1. If java.security.egd or securerandom.source point to "file:/dev/random" or "file:/dev/urandom", we will use NativeSeedGenerator, which calls super() which calls SeedGenerator.URLSeedGenerator(/dev/random). (A nested class within SeedGenerator.) The only things that changed in this bug was that urandom will also trigger use of this code path.
2. If those properties point to another URL that exists, we'll initialize SeedGenerator.URLSeedGenerator(url). This is why "file:///dev/urandom", "file:/./dev/random", etc. will work.
3. If neither were successful, then we'll fall back to the ThreadedSeedGenerator, which does the measurement heuristic.
Calls to SeedGenerator.URLSeedGenerator will then read from the file and provide bytes.
Since we're here, what does SHA1PRNG do?
engineSetSeed(byte seed): If there is existing state, it will put that state back into the SHA1 digest, add the seed to it, cdigest() and store new value to the state.
engineGenerateSeed(int numBytes): Calls directly to SeedGenerator.generateSeed(b), which reads from from whatever the seed generator points to. Recall that if it's one of the two reserved strings, it will go to /dev/random.
engineNextBytes(int num): If there has been no state assigned yet, it needs to call the SeedGenerator to get something. It does this by calling SeedGenerator.getSystemEntropy(), which creates a SHA1, then adds in a bunch of system dependent values (time, properties, hostname, tmpdir file names, memory amounts, etc).
This SHA value is then used to create/seed a *DIFFERENT* SecureRandom implementation. This *DIFFERENT* SecureRandom impl is then additionally seeded again by a call to *THIS* instance's engineGenerateSeed(b) call, which goes to whatever URL/method was established in the logic above. So if an app calls "new SecureRandom().nextBytes()", it will get into the /dev/random here. If an app calls "new SecureRandom().setSeed(b).nextBytes()" it will short circuit the need to go initialize the seeder, and thus won't go off to /dev/random.
Then it adds the existing state back to SHA1 digest, then digests it again, doing some manipulations between the old and new state, and then outputs the result.
What a confusing mess.
Adding some additional discussion to explain what is going on:
This is a long story that we hope to address in JDK 8.
Because SHA1PRNG is a MessageDigest-based PRNG, it historically has always used /dev/random for initial seeding if seed data has not been provided by the application. Since all future values depend on the existing state of the MessageDigest, it's important to start with a strong initial seed.

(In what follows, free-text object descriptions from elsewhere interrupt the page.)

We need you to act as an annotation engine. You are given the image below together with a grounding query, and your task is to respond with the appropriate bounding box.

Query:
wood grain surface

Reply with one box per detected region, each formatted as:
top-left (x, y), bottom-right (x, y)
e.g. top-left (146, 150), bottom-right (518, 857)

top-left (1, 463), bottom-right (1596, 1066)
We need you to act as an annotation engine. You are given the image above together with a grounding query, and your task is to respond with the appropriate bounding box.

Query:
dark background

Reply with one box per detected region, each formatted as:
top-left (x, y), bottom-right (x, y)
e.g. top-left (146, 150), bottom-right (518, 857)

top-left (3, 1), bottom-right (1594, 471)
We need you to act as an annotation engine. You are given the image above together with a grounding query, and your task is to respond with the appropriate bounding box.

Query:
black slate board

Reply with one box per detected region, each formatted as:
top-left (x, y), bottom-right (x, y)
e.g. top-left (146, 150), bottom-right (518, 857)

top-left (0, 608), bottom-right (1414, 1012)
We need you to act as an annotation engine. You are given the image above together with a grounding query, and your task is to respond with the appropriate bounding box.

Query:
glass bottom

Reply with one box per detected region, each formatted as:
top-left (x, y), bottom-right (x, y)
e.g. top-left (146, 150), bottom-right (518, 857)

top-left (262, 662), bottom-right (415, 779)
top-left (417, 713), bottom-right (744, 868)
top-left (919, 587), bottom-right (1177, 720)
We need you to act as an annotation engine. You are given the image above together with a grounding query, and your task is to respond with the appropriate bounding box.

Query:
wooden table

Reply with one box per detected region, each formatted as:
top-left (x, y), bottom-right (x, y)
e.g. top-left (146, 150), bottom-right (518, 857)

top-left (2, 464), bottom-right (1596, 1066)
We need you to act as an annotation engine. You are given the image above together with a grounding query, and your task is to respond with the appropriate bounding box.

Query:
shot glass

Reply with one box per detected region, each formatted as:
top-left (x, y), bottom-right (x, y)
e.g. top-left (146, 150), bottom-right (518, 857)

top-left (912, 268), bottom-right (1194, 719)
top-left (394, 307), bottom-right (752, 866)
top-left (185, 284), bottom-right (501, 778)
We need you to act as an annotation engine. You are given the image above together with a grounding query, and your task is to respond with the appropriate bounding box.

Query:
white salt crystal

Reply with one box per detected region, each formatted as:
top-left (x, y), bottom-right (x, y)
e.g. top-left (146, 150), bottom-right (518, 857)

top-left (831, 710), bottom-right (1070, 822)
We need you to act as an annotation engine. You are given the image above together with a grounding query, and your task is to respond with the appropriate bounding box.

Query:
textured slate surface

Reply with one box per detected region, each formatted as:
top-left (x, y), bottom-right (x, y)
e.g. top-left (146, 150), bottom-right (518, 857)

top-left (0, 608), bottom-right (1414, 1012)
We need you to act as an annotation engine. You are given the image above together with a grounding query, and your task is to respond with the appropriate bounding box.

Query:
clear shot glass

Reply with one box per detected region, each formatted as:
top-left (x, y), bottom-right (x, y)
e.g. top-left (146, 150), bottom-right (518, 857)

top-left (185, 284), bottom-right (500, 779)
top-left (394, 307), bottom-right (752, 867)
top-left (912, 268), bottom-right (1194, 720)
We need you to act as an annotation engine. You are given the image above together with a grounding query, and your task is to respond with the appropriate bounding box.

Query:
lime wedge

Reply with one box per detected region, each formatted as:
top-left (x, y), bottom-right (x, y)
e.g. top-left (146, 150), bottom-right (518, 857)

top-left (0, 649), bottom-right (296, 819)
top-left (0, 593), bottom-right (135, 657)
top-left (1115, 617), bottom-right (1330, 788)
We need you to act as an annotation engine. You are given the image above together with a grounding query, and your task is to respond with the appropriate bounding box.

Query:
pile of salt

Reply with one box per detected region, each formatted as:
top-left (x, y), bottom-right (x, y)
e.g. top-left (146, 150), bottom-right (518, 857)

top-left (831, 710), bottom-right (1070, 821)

Changing that behavior was troubling to the original developer. So he did created a new SecureRandom impl called NativePRNG, which does respect the java.security.egd value.
If you call:
o new SecureRandom() on Linux and the default values are used, it will read from /dev/urandom and not block. (By default on Solaris, the PKCS11 SecureRandom is used, and also calls into /dev/urandom.)
o SecureRandom.getInstance("SHA1PRNG") and do not specify a seed, *OR* new SecureRandom() but have specified an alternate java.security.egd besides "file:/dev/urandom", it will use the SHA1PRNG which calls into /dev/random and may potentially block.
o SecureRandom.getInstance("NativePRNG"), it will depend on what java.security.egd is pointing to.
Hope this helps a bit. I know, it's confusing as heck, and we hope to somehow make this clearer in JDK8.